Kuran'ı ve Peygamberimiz (sav)'in sünnetini rehber edinen
inananlar, cahiliye toplumunun, ne kadar boş bir uğraş içinde olduğunun en
başından beri bilincindedirler. Bu nedenle de hiçbir zaman Kuran'da tavsiye
edilenler dışında özendikleri bir model olmaz. Dünyanın en zengin, en güzel, en
kültürlü ya da en bilgili insanı dahi olsalar, bunları hiçbir zaman için bir
üstünlük vesilesi olarak değerlendirmezler. Tüm bunların kendilerine Allah'ın
vermiş olduğu nimetler olduğunu bilerek, bu imkanlardan en iyi şekilde istifade
eder ve Rabbimize şükrederler. Ama bunun dışında insanlara karşı bir üstünlük
yarışına girmeye asla tenezzül etmezler. Çünkü Allah ayetinde asıl üstünlüğün
insanların takvalarında gizli olduğunu bildirir. Müminin bunun dışında
özeneceği ve yetişmeye çalışacağı hiçbir ölçü ve kriter yoktur. İnsan, hayatı
boyunca hiçbir zaman marka bir giysi giymemiş veya bir kere bile yurtdışına
çıkmamış ya da tek bir yabancı dil bile öğrenmemiş olabilir. Ancak bunların
hiçbir önemi yoktur, Allah Katında en üstün olan kişi, takvaca en ileride
olandır:
... Şüphesiz, Allah Katında sizin en üstün olanınız,
takvaca en ileride olanınızdır. Şüphesiz Allah,
bilendir, haber alandır. (Hucurat Suresi, 13)
Kabadayı tavrı
Cahiliye toplumunun üstün olabilmek ve güçlü görünebilmek
için geliştirdiği bir başka kötü özellik de "kabadayı tavrı"dır.
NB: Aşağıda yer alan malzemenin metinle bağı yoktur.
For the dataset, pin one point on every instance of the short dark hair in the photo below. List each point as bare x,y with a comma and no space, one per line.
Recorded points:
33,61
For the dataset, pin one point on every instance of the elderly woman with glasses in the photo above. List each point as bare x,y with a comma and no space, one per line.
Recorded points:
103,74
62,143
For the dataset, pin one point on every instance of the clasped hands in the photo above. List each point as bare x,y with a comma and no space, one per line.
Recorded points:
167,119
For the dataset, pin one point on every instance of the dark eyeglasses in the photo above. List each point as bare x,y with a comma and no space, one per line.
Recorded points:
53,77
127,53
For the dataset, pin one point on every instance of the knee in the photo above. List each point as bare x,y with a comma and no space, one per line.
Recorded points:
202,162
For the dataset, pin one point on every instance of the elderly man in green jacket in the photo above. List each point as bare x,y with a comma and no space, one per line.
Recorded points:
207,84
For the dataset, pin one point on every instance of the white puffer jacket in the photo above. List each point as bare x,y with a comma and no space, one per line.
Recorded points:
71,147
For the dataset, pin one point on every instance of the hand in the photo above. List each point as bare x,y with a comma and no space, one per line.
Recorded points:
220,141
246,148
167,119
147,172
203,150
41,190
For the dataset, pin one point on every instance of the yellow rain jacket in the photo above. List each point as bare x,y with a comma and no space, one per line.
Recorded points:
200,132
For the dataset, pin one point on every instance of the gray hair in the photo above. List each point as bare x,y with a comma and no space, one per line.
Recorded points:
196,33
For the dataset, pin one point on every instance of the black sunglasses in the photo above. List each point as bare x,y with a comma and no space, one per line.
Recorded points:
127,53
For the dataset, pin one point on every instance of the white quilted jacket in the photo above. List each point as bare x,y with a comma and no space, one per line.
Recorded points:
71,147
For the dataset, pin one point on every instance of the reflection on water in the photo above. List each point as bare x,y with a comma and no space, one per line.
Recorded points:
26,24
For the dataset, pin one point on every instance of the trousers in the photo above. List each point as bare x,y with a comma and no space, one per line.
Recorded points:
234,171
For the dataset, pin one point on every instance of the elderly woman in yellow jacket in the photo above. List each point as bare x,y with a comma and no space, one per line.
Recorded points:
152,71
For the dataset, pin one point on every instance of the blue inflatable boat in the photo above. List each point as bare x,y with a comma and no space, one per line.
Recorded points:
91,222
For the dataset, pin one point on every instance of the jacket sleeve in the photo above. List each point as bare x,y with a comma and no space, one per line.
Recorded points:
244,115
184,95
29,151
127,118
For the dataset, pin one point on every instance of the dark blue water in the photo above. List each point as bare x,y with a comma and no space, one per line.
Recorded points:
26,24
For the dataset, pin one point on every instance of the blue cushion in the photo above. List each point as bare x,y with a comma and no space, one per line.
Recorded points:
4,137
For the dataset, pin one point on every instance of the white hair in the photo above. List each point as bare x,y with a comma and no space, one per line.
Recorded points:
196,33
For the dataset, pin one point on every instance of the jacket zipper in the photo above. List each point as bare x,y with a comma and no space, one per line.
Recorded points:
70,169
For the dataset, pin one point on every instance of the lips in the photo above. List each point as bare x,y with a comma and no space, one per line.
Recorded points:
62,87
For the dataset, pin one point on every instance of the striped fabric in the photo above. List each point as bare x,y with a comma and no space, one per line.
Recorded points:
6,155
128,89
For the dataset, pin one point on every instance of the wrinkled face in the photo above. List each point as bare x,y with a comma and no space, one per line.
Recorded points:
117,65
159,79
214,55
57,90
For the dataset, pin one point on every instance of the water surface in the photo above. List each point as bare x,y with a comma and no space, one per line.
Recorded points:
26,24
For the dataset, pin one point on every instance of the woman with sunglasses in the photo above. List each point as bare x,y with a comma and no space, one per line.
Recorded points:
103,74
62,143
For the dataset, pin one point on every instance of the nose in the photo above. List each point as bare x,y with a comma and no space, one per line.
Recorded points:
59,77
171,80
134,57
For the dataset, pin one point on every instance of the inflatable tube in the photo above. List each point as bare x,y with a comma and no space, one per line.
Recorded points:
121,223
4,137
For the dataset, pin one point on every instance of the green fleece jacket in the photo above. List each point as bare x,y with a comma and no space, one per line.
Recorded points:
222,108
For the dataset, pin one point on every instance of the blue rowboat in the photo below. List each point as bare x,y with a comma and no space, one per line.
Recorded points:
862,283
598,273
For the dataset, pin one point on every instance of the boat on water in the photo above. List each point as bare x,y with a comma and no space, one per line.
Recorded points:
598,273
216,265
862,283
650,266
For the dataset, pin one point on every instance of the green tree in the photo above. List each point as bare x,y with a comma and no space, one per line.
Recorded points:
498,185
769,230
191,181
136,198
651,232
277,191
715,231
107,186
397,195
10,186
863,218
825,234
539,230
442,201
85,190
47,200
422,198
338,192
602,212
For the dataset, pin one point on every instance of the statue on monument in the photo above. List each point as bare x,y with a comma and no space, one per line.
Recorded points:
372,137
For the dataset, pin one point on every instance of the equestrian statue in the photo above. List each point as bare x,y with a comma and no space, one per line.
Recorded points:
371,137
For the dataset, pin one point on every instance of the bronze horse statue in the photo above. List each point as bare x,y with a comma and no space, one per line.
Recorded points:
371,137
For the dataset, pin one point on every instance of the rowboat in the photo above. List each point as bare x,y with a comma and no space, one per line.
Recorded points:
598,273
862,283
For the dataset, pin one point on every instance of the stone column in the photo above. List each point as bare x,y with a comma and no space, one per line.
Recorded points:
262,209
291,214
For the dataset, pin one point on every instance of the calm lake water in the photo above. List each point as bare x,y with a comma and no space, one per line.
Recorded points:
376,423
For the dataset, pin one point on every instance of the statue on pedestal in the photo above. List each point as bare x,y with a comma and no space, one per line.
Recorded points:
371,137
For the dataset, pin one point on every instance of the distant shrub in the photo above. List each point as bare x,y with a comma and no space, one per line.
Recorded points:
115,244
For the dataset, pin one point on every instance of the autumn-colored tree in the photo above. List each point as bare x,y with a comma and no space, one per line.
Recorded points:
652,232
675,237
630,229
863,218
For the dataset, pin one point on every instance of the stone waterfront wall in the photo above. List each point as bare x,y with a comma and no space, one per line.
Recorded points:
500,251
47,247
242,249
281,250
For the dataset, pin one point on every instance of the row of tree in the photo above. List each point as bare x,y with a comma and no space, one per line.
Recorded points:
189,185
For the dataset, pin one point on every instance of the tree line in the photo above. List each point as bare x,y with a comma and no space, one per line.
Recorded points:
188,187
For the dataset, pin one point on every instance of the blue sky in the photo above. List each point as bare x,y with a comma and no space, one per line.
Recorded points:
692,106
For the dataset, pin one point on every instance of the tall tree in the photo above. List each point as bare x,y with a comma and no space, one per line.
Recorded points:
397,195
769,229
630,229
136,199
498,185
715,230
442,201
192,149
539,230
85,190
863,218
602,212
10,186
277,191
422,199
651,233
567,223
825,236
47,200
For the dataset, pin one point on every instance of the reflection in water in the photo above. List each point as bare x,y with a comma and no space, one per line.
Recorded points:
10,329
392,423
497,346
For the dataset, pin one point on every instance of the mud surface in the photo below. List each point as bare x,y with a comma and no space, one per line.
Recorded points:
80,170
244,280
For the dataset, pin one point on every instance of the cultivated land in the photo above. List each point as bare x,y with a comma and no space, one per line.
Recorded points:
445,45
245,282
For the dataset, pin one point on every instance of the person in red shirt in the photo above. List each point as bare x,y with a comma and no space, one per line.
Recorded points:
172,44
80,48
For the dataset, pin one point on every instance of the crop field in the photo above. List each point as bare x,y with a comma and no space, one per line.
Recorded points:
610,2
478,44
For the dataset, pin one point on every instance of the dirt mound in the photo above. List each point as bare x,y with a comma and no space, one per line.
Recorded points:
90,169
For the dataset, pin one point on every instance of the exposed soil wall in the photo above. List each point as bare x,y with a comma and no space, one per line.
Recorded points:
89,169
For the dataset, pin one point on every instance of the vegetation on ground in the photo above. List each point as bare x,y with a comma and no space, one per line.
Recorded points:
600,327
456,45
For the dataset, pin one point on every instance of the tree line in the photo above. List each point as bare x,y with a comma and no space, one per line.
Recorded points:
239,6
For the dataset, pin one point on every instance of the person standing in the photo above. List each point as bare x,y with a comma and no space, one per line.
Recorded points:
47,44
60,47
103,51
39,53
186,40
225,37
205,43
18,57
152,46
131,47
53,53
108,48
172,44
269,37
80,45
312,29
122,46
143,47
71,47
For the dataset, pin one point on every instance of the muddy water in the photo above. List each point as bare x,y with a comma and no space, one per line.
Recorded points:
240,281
Ancak kabadayı deyince akla yalnızca halk arasında bilinen anlamıyla sokak
aralarında serserilik yapan kişiler gelmemelidir. Burada ilk olarak vurgulanmak
istenen, o bilinen kabadayıların tavrının, toplumun çeşitli kesimlerine ne
şekilde yansıdığıdır. Çünkü bu, en zengininden en fakirine, en görgülüsünden,
en eğitimlisinden en cahiline kadar, kadın erkek demeden, Allah korkusu olmayan
her insanda ortaya çıkabilen çirkin bir özelliktir.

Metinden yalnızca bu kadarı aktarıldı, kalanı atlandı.